# Nj raw ?



## Chris McDonald (May 29, 2008)

Hoping some of you NJ guys can point me to cheap raw food in the NJ or Eastern PA, Sothern NY area. I have in the past gotten a good bit of food from this place http://bravosnaturalrearing.com/Main/products.htm . And I just found this place http://www.raawenergy.com/RaawEnergy_prices.htm that is pretty close to me. I kind of like the pre wrapped 5 pound tubes of mixed meat, bone and organs as the base diet and feed it frozen. I can buy a few 100 pounds at a time and get a break in cost when I do depending where and what I am buying. 
Anyplace anyone can point me in will be appreciated. If anyone knows of anyone selling whole chickens in the NJ area that may be a help as well
Thanks!


----------



## Jonathan Katz (Jan 11, 2010)

I go to Goffle Chicken farm. It is a fresh kill cage free farm. They don't have any deals, but they have huge selection. I buy their patties. It's made up of chicken, turkey, bone and orgen meat. My older female has food allergies and I buy her fresh duck.

Get some chicken for yourself while you are there! It's delish!
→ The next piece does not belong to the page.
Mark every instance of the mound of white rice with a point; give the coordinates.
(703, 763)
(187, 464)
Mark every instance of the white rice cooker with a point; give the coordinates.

http://www.gofflepoultry.com


----------



## Chris McDonald (May 29, 2008)

Thanks Jonathan, never been there bet they have good people food. There is a place in Newark that lets you pick them alive them wait for them to get prepped. It’s just to expensive to feed to dogs on a regular basses. Its funny because in the area of NJ I live I there are tons of old chicken copes all over the place. What’s left of the little mom and pop chicken and egg farmers. When you talk to the old timers they all talk about one or two big chicken facilities that put all the small guys out of business years ago. Now NJ is just filled with long skinny sheds with low roofs that are about to cave in. 
Ill actually give this place a drive by, thanks again.


----------



## Kevin Walsh (Sep 8, 2009)

find a wholesale meat seller (http://www.magicyellow.com/category/Poultry_Wholesale/-State_NJ.html). 
I get chicken backs or necks for about .38/lb.
Feed half a cup of kibble every other day or so to cover vitamins.

I get 160 lbs of meat for $60, a bag of Diamond Extreme Athlete for $35 @ Menards, and I am good to go for a month and a half or two (five dogs, two adults and three 7 month old pups who EAT).

I started feeding the chicken backs to save money (about 2/3rd's the cost of kibble) but after seeing the results in my dogs and comparing the pups to other folks who are not feeding raw, I have to admit, I will be hard pressed to go back to only kibble.
The muscle mass and density is superior to litter mates not on raw diet, and well and a much softer and nicer coat.

good luck.


----------



## Brian Anderson (Dec 2, 2010)

Kevin Walsh said:


> find a wholesale meat seller (http://www.magicyellow.com/category/Poultry_Wholesale/-State_NJ.html).
> I get chicken backs or necks for about .38/lb.
> Feed half a cup of kibble every other day or so to cover vitamins.
> 
> ...


Kevin the dogs are meat and guts eaters by nature. They don't require any kibble for vitamins. Everything they need is in the raw if its properly put together. I don't have a piece of kibble on my place (8 dogs). I agree the raw is superior 9 times out of 10. JMO


----------



## Kevin Walsh (Sep 8, 2009)

thanks brian

"I get chicken backs or necks for about .38/lb.
Feed half a cup of kibble every other day or so to cover vitamins."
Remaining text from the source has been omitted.